A delegation of five Kimba representatives met with key members of the Australian Parliament and urged not to delay legislation in support of the National Radioactive Waste Management Facility.
The delegation met with Prime Minister Scott Morrison, Opposition Leader Anthony Albanese, Shadow Minister Brendan O’Connor, and Senators Malcolm Roberts and Jacqui Lambie.
Minister for Resources, Water and Northern Australia Keith Pitt said it was good to meet with local representatives and called on the Opposition and Crossbench to support the legislation.
“This facility is vital to the Kimba community as it would provide 45 secure jobs, $8.3-$8.4 million in annual benefits to the local economy and $2.5 million worth of construction per annum, according to Cadence Economics 2018,” he said.
“We need to support this town and we need to pass the legislation which would see the facility delivered near this town, along with all the economic benefits.
“Consecutive governments have been searching for 40 years for the right site for a purpose-built facility for Australia’s radioactive waste, and now one town has confidently put up its hand.”
Kimba Mayor Dean Johnson, who was part of the delegation, said that the Kimba community will benefit from hosting the facility, which is why the vast majority of the citizens there support it.
“It was very satisfying to meet with the Prime Minister. He showed real compassion for regional communities like Kimba,” he said.
“We shared our concerns with him about Kimba’s need for this facility and the 45 jobs that would come with it as well as the construction investment.
“In meeting with members of Parliament we found there’s no opposition what-so-ever to the building of this national facility at Kimba. This is nationally important infrastructure that all Australians will benefit from.
“Our community is desperately in need of a resolution on this, so we can move forward and plan accordingly.
“We’re incredibly disappointed that Senator Pauline Hanson refused all of our requests to meet. I can’t understand that and how any debate is stronger for not listening to both sides of the conversation.
“For more than 100 years we have been an agricultural town. However, a series of droughts, tough financial times, and a general move away from the land has seen our population steadily decline since 2006, while the rest of SA has boomed.

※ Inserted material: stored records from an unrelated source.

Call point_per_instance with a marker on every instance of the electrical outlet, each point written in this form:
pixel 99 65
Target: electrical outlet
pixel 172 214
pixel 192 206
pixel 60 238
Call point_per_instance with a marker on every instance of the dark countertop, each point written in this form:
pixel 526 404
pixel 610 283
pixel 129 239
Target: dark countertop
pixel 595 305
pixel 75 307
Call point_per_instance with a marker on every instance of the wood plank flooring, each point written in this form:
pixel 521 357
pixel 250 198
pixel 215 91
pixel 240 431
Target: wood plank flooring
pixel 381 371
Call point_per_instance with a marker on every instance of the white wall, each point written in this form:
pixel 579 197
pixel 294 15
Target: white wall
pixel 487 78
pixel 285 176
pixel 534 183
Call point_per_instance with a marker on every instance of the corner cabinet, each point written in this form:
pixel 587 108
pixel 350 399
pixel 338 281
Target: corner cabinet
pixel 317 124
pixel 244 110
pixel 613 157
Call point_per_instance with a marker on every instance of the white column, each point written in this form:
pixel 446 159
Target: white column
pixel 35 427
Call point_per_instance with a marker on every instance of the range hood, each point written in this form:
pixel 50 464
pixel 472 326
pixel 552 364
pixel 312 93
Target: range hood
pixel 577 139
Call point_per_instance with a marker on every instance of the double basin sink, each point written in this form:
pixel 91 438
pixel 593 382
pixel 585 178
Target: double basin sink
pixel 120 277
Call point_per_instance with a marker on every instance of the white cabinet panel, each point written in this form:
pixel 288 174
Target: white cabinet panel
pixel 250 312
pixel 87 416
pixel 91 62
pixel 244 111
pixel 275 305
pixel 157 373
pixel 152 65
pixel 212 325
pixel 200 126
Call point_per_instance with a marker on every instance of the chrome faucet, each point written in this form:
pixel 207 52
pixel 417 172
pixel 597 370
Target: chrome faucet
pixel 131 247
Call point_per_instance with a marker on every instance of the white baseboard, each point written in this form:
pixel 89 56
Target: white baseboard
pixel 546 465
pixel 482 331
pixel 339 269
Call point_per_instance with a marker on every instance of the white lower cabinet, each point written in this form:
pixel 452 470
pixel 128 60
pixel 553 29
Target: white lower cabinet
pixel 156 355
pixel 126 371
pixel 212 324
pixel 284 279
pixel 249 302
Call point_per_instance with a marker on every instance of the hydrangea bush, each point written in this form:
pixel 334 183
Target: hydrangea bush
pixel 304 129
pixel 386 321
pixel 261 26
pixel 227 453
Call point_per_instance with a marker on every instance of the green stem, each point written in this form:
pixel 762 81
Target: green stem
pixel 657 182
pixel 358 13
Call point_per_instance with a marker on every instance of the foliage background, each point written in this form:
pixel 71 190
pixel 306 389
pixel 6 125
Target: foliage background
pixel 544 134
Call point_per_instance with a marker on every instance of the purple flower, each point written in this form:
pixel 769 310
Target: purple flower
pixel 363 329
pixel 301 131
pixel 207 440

“This facility would be our lifeline, and delivering it here would help Australia.”
Member for Grey, Rowan Ramsey, said Kimba is a great little town with a lot of heart and still has good services, but the writing is on the board and the decline will continue unless a new industry is located.
“The NRWMF is the solution this town needs and an industry which it has voted to support. It will provide more than economic benefits and jobs, it will provide a better, stronger future for the families that live there,” he said.
Around 80 per cent of the low and intermediate level radioactive waste which is generated in Australia is directly associated with the production of nuclear medicine.
On average, two in three Australian’s will need access to life saving nuclear medicine in their lifetime, with these benefits comes a responsibility to properly manage our radioactive waste.
Over the past 60 years radioactive waste has built up at more than 100 sites across the country in science facilities and hospital basements.
Every week ANSTO’s Nuclear Medicine Facility produces 30 litres of intermediate level waste and 15 litres of low-level waste. There are 8,426 drums of radioactive waste in various ANSTO buildings.